Playing It Safe? Managerial Preferences, Risk, and Agency Conflicts

Todd Gormley is Associate Professor of Finance at Washington University in St. Louis Olin Business School; and David A. Matsa is Associate Professor of Finance at Northwestern University Kellogg School of Management. This post is based on their recent article. Related research from the Program on Corporate Governance includes The Costs of Entrenched Boards by Lucian Bebchuk and Alma Cohen; and How Do Staggered Boards Affect Shareholder Value? Evidence from a Natural Experiment by Alma Cohen and Charles C. Y. Wang.

There is not one conflict between managers and shareholders. Various different underlying frictions create many manager-shareholder agency conflicts. Understanding the relevance of these various conflicts and how they vary across firms is crucial for designing incentive and governance structures that mitigate the impact of these conflicts on shareholder value and potentially the aggregate economy. For example, if a manager fails to make risky investments out of a reluctance to exert costly effort and a desire to pursue the “quiet life”, then shareholders might wish to increase the manager’s ownership stake to better align their interests and encourage risk taking. On the other hand, if the manager forgoes these investments because of risk aversion and the potential impact of failure on his or her income and wealth, then increasing the manager’s ownership stake in the firm will only worsen the agency conflict. Understanding the source of the agency conflict also has important implications for a firm’s optimal leverage and cash management policies.

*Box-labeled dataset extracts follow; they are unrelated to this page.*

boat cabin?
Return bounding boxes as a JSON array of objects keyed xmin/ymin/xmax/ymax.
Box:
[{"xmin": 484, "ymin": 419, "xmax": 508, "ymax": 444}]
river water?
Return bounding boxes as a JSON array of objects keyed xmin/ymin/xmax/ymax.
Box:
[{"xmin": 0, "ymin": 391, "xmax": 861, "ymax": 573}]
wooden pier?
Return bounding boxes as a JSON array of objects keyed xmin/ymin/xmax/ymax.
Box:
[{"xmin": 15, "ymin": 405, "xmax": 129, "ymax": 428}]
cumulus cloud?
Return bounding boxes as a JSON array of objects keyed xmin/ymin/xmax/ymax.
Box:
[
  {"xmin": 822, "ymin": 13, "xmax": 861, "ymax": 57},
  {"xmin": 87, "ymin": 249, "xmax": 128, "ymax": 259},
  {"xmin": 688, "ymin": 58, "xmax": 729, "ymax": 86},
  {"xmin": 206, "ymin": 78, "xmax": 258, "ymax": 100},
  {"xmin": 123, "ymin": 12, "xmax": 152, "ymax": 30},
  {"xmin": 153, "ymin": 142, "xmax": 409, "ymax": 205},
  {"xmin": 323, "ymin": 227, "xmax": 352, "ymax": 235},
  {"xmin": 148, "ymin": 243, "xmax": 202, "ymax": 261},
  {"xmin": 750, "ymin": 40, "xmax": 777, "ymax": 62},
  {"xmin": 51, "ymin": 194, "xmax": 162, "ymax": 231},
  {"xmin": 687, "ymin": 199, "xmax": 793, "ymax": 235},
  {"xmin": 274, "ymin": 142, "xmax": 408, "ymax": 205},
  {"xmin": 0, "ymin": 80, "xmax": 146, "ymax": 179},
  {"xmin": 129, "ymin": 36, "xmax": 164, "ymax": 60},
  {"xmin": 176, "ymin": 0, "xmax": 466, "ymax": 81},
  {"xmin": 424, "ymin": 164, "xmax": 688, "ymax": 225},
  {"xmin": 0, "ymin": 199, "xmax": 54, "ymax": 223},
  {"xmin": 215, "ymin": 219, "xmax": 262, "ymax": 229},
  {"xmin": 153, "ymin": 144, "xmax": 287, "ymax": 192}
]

In our article, Playing it Safe? Managerial Preferences, Risk, and Agency Conflicts, which was published in the current issue of the Journal of Financial Economics, we illustrate the importance of managers’ risk preferences in agency conflicts. Although risk-related conflicts are pervasive in agency theory, their empirical relevance was unclear. Building upon the literature’s workhorse empirical setting for establishing agency conflicts, we assess the importance of agency conflicts arising from managers’ risk preferences by exploiting anti-hostile takeover laws as a source of variation in external shareholder governance (e.g., see Bertrand and Mullainathan (2003), among many others). By making it more difficult to remove a manager who engages in value-destroying activities, these laws weaken shareholder governance and increase the scope for agency conflicts. Moreover, because more than 60% of U.S. firms are incorporated in one state but located in another, we can control for potential confounding state-level trends by comparing the differential response of two firms that operate in the same state but where only one of these firms is incorporated in a state that adopts an anti-takeover law (and hence is affected by the law).

We find that weakened governance leads many managers to take value-destroying actions that reduce their firms’ stock volatility and risk of distress. We call these actions “playing it safe,” and to illustrate one such action, we show that managers protected by antitakeover laws undertake diversifying acquisitions that target firms likely to reduce risk. These acquisitions have negative announcement returns and are concentrated among firms whose managers (personally) gain the most from reducing risk. For most corporate outcomes (including stock volatility and R&D expenditures), pursuing the quiet life and playing it safe lead to observationally equivalent outcomes. Our analysis focuses on acquisitions because they provide evidence of managers playing it safe in a way that can be distinguished empirically from them pursuing the quiet life. These findings confirm that motivating managerial effort is not the only challenge shareholders face and provide a new perspective on what motivates managerial responses to these laws.

Consistent with theory, we show that inside ownership, financial leverage, volatility, and corporate distress exacerbate risk-related agency conflicts. We also explore the underlying sources of managers’ preference to play it safe. In theory, such preferences could be motivated by both risk aversion and career concerns, and we find evidence for both mechanisms. Consistent with managerial risk aversion, we find that holding a large ownership stake makes managers more likely to play it safe, because managers of these firms have more of their financial wealth tied to the firms’ success. Consistent with career concerns also being an important factor, we find that younger managers, who have stronger career-related incentives, are more likely to play it safe. The increase in diversifying acquisitions is strongest among CEOs who are under 55 years old when a BC law is adopted in their firm’s state of incorporation.

Our analysis points to the importance of managerial preferences aside from a desire to avoid costly effort or take private benefits. The findings offer explanations for puzzles in the literature. Managers’ incentive to play it safe could explain why firms often don’t risk shift in distress (e.g., Andrade and Kaplan, 1998; Rauh, 2009; Gilje, 2014); although risk shifting is in shareholders’ interest, managers’ self interest in playing it safe could dominate. Our findings also provide an explanation for the long-term decline in risk taking among U.S. firms. While multiple factors surely contribute to this trend, the decrease in risk taking interestingly coincides with increases in equity-based compensation and the sensitivity of CEO turnover to corporate performance (Jenter and Lewellen, 2014), both of which give corporate leaders incentives to tread carefully.